Вы слышали о Джеке Стрэте и его жене. Так вот, здесь дело обстояло в сотню раз хуже. Волосы у сестры Сколли были тоже рыжие, но длинные и кудрявые. И отнюдь не приятного золотистого оттенка, нет – огненно-рыжие, как у жителей графства Корк, яркие, словно морковка, и еще вились мелким бесом. А ее молочно-белую кожу покрывали мириады веснушек. И Сколли говорил, что она толстая? Господи, да с тем же успехом можно сказать, что универмаг «Мейсис»[11] – деревенская лавчонка. Она напоминала динозавра в человеческом облике, с ее добрыми тремя с половиной сотнями фунтов. И все эти фунты пришлись на грудь, бедра и зад, как и случается у толстых девушек, отчего то, что должно выглядеть сексуальным, становится пугающим. Некоторых толстушек природа награждает симпатичными мордашками, но и тут сестра Сколли ничем не могла похвастаться: близко посаженные глаза, слишком большой рот, уши-лопухи. И везде веснушки. Будь она худой, и то от ее уродства часы бы останавливались. А тут немереная плоть, сплошь усеянная веснушками.

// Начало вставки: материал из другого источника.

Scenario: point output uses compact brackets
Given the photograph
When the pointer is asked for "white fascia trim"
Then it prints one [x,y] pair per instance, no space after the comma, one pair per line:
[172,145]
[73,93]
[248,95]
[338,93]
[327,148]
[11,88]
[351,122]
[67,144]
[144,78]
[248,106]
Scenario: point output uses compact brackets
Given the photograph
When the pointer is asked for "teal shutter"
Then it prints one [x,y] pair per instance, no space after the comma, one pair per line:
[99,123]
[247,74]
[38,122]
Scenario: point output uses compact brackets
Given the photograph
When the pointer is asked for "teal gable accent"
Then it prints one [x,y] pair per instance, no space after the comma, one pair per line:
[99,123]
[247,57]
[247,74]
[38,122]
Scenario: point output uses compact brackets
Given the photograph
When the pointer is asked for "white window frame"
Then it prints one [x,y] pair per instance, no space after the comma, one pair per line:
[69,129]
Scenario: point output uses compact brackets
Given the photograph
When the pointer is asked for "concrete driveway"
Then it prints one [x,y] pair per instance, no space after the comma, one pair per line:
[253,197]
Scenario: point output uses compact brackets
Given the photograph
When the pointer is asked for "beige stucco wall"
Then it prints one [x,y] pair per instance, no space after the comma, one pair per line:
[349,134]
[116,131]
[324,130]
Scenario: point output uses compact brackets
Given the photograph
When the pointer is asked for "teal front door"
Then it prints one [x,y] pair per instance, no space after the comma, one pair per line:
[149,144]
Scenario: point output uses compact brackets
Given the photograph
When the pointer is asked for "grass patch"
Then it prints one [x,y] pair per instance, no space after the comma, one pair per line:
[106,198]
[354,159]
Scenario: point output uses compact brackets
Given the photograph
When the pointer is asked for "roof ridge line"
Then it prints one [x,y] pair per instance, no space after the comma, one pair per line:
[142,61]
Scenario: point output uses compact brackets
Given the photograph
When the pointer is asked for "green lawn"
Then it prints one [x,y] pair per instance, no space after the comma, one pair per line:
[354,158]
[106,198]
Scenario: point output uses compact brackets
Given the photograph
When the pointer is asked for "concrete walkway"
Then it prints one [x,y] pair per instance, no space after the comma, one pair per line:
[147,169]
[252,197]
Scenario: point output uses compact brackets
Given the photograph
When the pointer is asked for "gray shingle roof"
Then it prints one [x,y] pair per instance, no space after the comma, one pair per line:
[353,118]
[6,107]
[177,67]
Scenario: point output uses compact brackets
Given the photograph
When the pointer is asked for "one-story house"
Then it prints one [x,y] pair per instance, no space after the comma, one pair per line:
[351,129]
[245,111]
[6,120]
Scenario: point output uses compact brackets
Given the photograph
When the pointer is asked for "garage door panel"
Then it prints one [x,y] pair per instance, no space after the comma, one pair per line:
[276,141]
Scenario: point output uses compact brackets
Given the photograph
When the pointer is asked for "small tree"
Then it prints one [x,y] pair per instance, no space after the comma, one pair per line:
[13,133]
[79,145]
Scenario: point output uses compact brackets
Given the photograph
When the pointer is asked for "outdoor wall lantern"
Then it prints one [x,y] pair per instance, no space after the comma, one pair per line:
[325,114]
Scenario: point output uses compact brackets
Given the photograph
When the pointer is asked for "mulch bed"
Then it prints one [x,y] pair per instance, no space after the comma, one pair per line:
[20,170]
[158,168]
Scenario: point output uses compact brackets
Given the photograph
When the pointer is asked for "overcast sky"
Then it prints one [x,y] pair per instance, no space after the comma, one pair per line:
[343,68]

Но над ней одной смеяться никто бы не стал, разве что какие-нибудь придурки или последние сволочи. Да вот картину дополнял женишок. Тут уж поневоле разбирал смех. В высоком цилиндре он, пожалуй, достал бы ей до плеча. Тянул он максимум на девяносто фунтов, да и то после плотного обеда. Худой, как рельс, смуглый до черноты. А когда он нервно улыбался, зубы его торчали, как штакетины в заборе у заброшенного дома.

Мы играли и играли.

– Жених и невеста! – проревел Сколли. – Да пошлет вам Бог счастья!

А если Бог не пошлет, говорил его грозный вид, этим придется заняться вам… по крайней мере сегодня.

Гости одобрительно закричали, зааплодировали. Мы закончили одну мелодию и тут же заиграли другую. Сестра Сколли, Мурин, улыбнулась. Господи, ну и роток. Рико глупо лыбился.

Какое-то время все ходили кругами, жевали крекеры с сыром и ветчиной, пили лучшее шотландское Сколли, доставленное в страну без ведома властей. Я тоже сумел пропустить три стопки и признал, что ржаное пойло Томми Ингландера в подметки не годится настоящему виски.